Tragically, a significant overdose can be fatal due to respiratory arrest and pathological lesions on many major organs. https://www.medsafe.govt.nz/profs/datasheet/a/antabusetab.pdf Antidepressants and Antabuse Some patients will present to services with depression as well as alcohol use disorder. The question then arises: is it safe to prescribe Antabuse as well as antidepressants, at the same time? Animal, as well as human, studies indicate that certain, older, type anti-depressants are not safe to take with Antabuse. For example, Mono amine oxidase inhibitors should not be taken. In addition, tricyclic antidepressants are also contraindicated when taking Antabuse. https://onlinelibrary.wiley.com/doi/full/10.1111/j.1360-0443.2004.00597.x

How much Antabuse should someone be prescribed? The guidelines are an initial dose of 800MG (four 200MG tablets) every day for two three days. This can then be reduced by 200MG a day until a dose of 200MG is achieved. This is usually maintained for about six weeks to six months. A consultant review should then be undertaken. Some patients will need higher doses but should be kept under strict medical supervision. What about an implant? Clearly, by having an implant, there is no argument as to whether (or not) someone has taken their medication. This stops people substituting the tablets for vitamins so as to demonstrate to loved ones that they are taking their medication. The implant is called Esperal and will last, on average, about 12 months. The only problem is that patients have been known to remove them. As previously discussed, Antabuse is not a magic bullet.

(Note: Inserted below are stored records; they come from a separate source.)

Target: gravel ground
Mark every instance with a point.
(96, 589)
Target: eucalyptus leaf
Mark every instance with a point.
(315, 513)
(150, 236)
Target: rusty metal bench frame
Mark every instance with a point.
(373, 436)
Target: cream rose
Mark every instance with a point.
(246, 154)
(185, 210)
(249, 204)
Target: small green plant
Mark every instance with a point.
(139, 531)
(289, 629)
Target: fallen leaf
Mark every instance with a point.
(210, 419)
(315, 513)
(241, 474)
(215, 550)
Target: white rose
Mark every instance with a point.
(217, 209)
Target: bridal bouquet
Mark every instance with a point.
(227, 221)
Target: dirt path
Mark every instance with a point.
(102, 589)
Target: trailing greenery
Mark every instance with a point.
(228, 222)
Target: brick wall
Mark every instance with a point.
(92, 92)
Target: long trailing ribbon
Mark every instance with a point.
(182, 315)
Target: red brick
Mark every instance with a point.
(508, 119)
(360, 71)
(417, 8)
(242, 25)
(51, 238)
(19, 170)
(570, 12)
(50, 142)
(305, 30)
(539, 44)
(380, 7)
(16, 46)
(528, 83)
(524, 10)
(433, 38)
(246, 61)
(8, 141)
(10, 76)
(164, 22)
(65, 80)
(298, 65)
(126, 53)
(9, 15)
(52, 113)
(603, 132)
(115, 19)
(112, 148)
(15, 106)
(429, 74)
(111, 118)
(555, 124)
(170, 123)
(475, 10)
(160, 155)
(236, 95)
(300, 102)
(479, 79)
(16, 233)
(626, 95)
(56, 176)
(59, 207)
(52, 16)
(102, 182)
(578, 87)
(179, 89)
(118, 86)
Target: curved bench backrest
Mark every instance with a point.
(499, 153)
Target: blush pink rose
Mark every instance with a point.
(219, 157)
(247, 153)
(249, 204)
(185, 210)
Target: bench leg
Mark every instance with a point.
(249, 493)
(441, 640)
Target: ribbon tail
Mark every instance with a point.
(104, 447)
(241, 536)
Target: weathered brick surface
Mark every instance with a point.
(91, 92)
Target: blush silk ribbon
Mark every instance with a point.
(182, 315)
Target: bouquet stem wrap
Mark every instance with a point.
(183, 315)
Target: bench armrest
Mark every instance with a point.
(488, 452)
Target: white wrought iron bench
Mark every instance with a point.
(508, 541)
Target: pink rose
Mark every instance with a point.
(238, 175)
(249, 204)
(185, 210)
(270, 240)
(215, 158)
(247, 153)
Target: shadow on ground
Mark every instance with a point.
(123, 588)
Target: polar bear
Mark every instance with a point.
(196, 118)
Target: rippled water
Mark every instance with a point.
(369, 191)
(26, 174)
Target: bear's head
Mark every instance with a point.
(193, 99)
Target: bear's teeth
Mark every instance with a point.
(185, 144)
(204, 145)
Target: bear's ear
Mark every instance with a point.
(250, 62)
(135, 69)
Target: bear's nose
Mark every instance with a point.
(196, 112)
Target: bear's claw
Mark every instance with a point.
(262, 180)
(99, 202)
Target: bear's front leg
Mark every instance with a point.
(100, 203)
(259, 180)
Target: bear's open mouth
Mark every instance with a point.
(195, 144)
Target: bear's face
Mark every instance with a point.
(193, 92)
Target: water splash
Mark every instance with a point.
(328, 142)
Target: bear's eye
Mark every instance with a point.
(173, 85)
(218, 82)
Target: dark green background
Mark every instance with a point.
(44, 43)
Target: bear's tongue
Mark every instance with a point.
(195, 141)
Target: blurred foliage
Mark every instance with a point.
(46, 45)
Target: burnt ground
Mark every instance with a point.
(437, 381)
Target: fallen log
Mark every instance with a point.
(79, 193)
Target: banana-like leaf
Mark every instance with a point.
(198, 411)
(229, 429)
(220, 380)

The famous, or infamous, footballer, George Best, had an Antabuse implant but still drank. A well known consultant, Dr Kris Zakrewski, at the time stated that “These implants are a purely chemical terror based medication. https://www.theguardian.com/science/2003/jul/17/thisweekssciencequestions. He went on to explain that the effects of an implant vary, from patient to patient, and that for up to 50% of patients who experiment with alcohol (with an implant) will see what they can get away with. Implants are fitted under the skin of the abdomen: directly above the stomach. It works, as with any implant, by slowing releasing the drug. Some clinicians see implants of Antabuse as a discredited treatment and that the side effects, which is why people take it in the first place, are exaggerated. However, for those who can afford it, an implant is a low cost option which can be used in conjunction with other treatment options. Recent research has shown that it has a superiority over other medications prescribed for alcohol use disorder such as acamprosate, naltrexone and topiramate. https://www.tandfonline.com/doi/pdf/10.5455/bcp.20120903122839 Future uses As with the research, discussed above, on Antabuse and SARS/2-COVID-19, researchers have been looking into potential other uses for Antabuse. Indeed, a team at the University of Berkley have begun to test the drugs ability to treat vision loss. They found that Antabuse decreases the body’s ability to make retinoic acid, which is linked to vision loss. They found that, after being given antabuse, near blind mice were far more able to detect images on a computer screen to those who were not. https://www.fiercebiotech.com/research/drug-designed-help-alcoholics-might-be-key-treating-progressive-blindness What the key to recovery? As with any addiction, becoming sober, and maintaining sobriety stems from when a patient is fully engaged and active in their own recovery. Antabuse has it’s part to play, but it is adjunctive and secondary to underlying residential treatment and, if necessary, a supervised detox. It can be used as an outpatient, under consultant supervision. A standalone treatment? No. A useful aid? Yes.